Half a century ago, Belgian Zoologist Bernard Heuvelmans first codified cryptozoology in his book On the Track of Unknown Animals.

The Centre for Fortean Zoology (CFZ) are still on the track, and have been since 1992. But as if chasing unknown animals wasn't enough, we are involved in education, conservation, and good old-fashioned natural history! We already have three journals, the largest cryptozoological publishing house in the world, CFZtv, and the largest cryptozoological conference in the English-speaking world, but in January 2009 someone suggested that we started a daily online magazine! The CFZ bloggo is a collaborative effort by a coalition of members, friends, and supporters of the CFZ, and covers all the subjects with which we deal, with a smattering of music, high strangeness and surreal humour to make up the mix.

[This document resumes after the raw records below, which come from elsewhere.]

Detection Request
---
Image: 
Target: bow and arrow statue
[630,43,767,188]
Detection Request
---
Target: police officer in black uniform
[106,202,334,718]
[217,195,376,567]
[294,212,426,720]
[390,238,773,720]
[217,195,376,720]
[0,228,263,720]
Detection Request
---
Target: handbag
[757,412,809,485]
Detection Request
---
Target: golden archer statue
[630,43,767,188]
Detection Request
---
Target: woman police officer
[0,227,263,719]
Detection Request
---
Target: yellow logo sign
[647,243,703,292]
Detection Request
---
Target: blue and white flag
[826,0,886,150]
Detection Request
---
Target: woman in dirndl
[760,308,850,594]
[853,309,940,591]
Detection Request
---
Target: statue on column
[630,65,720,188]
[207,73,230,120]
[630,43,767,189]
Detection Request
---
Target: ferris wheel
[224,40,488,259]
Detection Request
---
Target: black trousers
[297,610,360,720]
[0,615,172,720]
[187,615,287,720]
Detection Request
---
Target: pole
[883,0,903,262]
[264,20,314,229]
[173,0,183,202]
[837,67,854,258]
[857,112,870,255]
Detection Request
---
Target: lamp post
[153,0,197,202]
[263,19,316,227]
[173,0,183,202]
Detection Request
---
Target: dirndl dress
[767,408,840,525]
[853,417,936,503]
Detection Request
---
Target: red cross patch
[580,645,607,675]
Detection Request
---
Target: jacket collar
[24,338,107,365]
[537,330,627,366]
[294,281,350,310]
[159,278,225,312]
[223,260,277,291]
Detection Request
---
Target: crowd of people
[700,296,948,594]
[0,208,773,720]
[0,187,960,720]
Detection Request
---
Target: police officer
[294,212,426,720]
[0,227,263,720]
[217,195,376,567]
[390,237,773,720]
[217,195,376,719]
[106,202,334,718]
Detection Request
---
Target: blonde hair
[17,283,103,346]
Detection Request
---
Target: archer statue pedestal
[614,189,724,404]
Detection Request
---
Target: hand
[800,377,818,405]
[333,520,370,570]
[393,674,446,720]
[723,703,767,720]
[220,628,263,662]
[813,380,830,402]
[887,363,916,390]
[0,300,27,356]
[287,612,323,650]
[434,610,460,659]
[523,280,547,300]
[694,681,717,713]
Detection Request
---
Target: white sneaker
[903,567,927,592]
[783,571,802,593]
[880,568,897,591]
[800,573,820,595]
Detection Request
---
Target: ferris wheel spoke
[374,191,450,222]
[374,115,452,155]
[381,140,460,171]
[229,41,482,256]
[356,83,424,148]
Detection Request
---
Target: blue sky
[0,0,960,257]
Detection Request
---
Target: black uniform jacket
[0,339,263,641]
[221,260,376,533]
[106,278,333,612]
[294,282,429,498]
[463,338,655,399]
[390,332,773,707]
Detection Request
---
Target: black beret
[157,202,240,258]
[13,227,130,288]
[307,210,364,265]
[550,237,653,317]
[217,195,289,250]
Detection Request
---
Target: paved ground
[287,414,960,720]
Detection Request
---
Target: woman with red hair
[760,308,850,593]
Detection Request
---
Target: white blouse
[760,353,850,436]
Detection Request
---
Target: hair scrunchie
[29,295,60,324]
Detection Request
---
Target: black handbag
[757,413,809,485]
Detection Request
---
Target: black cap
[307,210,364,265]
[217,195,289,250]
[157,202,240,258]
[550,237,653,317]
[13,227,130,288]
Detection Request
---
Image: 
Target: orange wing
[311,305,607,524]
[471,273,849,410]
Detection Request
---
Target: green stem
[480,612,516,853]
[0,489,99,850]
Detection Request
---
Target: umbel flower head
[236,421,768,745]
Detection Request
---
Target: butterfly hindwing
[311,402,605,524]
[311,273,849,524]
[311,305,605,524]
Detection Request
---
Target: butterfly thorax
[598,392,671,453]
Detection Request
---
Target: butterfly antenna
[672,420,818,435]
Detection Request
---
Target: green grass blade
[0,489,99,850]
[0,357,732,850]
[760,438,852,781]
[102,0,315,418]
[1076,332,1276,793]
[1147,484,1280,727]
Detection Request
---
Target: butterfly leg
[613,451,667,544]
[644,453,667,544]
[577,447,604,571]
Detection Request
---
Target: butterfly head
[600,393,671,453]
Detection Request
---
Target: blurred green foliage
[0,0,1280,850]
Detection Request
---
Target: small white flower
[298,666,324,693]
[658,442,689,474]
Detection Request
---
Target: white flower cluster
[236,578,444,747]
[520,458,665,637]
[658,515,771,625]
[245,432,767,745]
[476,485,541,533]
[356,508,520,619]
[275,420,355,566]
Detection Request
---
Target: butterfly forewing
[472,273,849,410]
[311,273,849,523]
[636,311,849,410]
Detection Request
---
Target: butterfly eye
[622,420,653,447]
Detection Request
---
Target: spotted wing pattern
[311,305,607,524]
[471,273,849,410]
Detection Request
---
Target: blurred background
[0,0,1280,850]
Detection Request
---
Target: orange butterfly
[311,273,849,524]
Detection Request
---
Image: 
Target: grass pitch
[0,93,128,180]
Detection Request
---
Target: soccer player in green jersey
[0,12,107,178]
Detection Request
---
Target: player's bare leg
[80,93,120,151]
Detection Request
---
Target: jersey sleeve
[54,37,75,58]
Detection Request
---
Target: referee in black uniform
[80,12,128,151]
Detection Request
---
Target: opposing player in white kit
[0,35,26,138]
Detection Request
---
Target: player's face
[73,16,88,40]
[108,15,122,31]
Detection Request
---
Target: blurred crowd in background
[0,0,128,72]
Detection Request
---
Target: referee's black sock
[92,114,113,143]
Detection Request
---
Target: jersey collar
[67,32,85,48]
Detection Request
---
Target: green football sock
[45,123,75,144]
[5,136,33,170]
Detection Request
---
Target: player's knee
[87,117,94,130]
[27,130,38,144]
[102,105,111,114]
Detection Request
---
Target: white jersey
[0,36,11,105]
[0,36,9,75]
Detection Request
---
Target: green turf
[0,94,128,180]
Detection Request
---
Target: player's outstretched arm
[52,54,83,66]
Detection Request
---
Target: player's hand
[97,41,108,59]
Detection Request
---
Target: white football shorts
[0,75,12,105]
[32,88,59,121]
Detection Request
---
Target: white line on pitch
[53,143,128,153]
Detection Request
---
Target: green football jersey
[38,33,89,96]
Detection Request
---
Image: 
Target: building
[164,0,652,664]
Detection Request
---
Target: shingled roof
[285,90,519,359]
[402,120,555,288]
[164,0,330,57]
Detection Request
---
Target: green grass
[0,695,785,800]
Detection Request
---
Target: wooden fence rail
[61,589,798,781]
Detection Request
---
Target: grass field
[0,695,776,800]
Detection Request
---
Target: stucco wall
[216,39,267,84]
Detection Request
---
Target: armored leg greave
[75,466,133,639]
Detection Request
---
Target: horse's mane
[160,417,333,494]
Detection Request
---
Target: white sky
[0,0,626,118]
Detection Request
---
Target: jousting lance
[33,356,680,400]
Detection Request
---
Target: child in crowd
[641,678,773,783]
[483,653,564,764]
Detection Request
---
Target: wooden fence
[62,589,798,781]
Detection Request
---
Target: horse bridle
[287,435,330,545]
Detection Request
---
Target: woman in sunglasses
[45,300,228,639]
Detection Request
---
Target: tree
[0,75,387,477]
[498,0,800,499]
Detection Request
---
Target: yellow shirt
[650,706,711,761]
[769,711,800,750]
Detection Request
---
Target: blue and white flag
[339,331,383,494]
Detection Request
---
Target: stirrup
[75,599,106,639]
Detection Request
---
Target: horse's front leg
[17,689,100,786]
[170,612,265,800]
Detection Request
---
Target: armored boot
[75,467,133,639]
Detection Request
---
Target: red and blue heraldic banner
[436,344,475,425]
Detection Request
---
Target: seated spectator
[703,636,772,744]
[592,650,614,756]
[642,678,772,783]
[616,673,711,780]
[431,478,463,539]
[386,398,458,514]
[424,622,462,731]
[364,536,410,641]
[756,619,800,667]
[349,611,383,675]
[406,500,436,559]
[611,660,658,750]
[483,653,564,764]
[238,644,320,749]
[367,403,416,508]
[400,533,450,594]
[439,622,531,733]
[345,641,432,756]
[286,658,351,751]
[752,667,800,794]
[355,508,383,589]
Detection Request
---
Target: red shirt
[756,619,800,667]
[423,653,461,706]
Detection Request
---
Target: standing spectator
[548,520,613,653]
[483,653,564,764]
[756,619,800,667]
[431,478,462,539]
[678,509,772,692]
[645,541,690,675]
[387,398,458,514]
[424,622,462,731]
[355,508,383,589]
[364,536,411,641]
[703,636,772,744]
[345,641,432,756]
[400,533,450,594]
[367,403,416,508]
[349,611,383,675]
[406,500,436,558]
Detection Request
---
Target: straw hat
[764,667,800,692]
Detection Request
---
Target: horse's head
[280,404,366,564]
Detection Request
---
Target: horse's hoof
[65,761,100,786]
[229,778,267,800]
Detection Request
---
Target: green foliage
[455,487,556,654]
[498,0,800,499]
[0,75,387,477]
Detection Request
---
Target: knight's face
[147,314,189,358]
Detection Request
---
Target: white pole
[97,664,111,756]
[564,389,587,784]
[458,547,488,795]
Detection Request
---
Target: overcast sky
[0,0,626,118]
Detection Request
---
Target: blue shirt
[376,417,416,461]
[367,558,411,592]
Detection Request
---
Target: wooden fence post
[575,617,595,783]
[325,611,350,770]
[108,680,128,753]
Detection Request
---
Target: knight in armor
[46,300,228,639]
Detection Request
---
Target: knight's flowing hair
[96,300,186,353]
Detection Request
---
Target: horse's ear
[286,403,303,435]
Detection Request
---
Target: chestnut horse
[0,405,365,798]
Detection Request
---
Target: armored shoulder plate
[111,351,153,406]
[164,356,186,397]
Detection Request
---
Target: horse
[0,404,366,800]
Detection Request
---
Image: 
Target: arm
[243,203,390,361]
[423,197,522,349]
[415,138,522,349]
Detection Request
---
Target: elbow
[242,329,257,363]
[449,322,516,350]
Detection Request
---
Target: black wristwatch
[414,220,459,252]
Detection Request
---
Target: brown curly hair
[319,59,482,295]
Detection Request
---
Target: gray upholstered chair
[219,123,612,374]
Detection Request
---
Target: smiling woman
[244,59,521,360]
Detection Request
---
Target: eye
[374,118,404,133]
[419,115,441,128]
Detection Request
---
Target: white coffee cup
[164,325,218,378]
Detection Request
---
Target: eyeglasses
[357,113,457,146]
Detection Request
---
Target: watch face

It is edited by CFZ Director Jon Downes, and subbed by the lovely Lizzy Bitakara'mire (formerly Clancy), scourge of improper syntax. The daily newsblog is edited by Corinna Downes, head administratrix of the CFZ, and the indexing is done by Lee Canty and Kathy Imbriani. There is regular news from the CFZ Mystery Cat study group, and regular fortean bird news from 'The Watcher of the Skies'. Regular bloggers include Dr Karl Shuker, Dale Drinnon, Richard Muirhead and Richard Freeman.The CFZ bloggo is updated daily, and there's nothing quite like it anywhere else. Come and join us...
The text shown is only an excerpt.